Briefed on the giant discounter, the proprietor shrugged it off. "I don't think they'll hurt us," Orlinsky said. "It's just a whole different world. I think there will always be room for stores like ours."
So, too, say Target's direct competitors: "Typically, from what we've seen with our major competitors, our stores are performing very well, so we welcome our competition," said Les Copeland, spokesman for Wal-Mart, which operates 24 stores in the Baltimore-Washington region. "Ultimately, the local consumers are the winners."
Kmart is just as magnanimous, even if it seems to be reading from the same script. "Our stance is, we always look at competition as good because consumers always benefit," said spokesman Stephen Pagnani of Kmart, which runs 36 stores in Maryland and 54 in Virginia.
Wall Street analysts, however, view competition with more caution, particularly in a bruising industry that has piled up a retail body count in recent months.
In June 1995, Bradlees, the Massachusetts-based discounter, filed for bankruptcy protection. In September, Caldor, the nation's fourth largest discount department store chain, followed suit in Connecticut. Then in October, Jamesway, a discounter from New Jersey, did the same.

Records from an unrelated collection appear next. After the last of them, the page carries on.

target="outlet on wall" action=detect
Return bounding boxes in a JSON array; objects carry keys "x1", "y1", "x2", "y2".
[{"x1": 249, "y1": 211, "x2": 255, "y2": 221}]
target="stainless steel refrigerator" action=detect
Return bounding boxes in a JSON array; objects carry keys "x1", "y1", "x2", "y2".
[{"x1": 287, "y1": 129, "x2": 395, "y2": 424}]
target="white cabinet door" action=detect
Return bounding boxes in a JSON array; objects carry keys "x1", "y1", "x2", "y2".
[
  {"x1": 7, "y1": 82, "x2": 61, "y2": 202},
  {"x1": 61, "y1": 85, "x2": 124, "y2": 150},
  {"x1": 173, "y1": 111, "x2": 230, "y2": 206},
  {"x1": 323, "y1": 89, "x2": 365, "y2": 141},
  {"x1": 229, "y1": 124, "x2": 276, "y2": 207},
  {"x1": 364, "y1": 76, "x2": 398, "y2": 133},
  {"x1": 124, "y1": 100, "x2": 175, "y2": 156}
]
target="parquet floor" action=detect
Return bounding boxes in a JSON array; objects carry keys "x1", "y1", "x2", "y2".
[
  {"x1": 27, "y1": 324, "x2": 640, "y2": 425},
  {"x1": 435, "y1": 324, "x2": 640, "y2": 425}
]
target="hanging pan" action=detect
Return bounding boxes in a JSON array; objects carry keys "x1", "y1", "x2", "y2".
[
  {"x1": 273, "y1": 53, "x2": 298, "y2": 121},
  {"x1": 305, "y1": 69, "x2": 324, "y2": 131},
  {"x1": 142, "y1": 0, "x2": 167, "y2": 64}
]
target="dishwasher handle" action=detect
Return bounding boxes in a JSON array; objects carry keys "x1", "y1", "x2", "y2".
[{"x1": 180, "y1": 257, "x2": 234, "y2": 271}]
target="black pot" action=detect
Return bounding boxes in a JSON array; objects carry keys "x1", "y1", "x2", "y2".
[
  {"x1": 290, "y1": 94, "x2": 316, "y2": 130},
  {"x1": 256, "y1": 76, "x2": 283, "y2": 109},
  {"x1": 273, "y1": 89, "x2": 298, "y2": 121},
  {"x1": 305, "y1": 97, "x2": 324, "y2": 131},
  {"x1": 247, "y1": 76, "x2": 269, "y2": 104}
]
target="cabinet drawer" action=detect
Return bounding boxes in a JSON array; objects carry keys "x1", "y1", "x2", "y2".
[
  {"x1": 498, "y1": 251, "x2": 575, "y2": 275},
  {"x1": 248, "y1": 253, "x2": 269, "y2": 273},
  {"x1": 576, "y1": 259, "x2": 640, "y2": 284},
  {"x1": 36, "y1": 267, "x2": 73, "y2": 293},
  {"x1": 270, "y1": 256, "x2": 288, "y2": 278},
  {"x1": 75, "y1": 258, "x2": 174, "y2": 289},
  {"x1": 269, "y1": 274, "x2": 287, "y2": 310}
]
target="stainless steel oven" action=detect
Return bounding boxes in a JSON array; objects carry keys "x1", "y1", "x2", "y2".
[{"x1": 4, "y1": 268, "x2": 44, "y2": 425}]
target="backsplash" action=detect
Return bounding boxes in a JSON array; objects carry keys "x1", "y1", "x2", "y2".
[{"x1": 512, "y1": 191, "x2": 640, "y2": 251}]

The local retail environment has been just as unforgiving. Merry-Go-Round Enterprises Inc., the Joppa-based apparel chain, collapsed in February. And Hechinger Co., the home improvement chain out of Landover, has struggled to emerge from a yearlong slump. It won't get any easier, observers say, with Target's expansion along the Atlantic.
"For the most part, they're going to win market share, and that's going to come at someone's expense," said John P. Hughes, a retail analyst with Piper Jaffray Inc. in Minneapolis. "Retailing will become more competitive than already it is."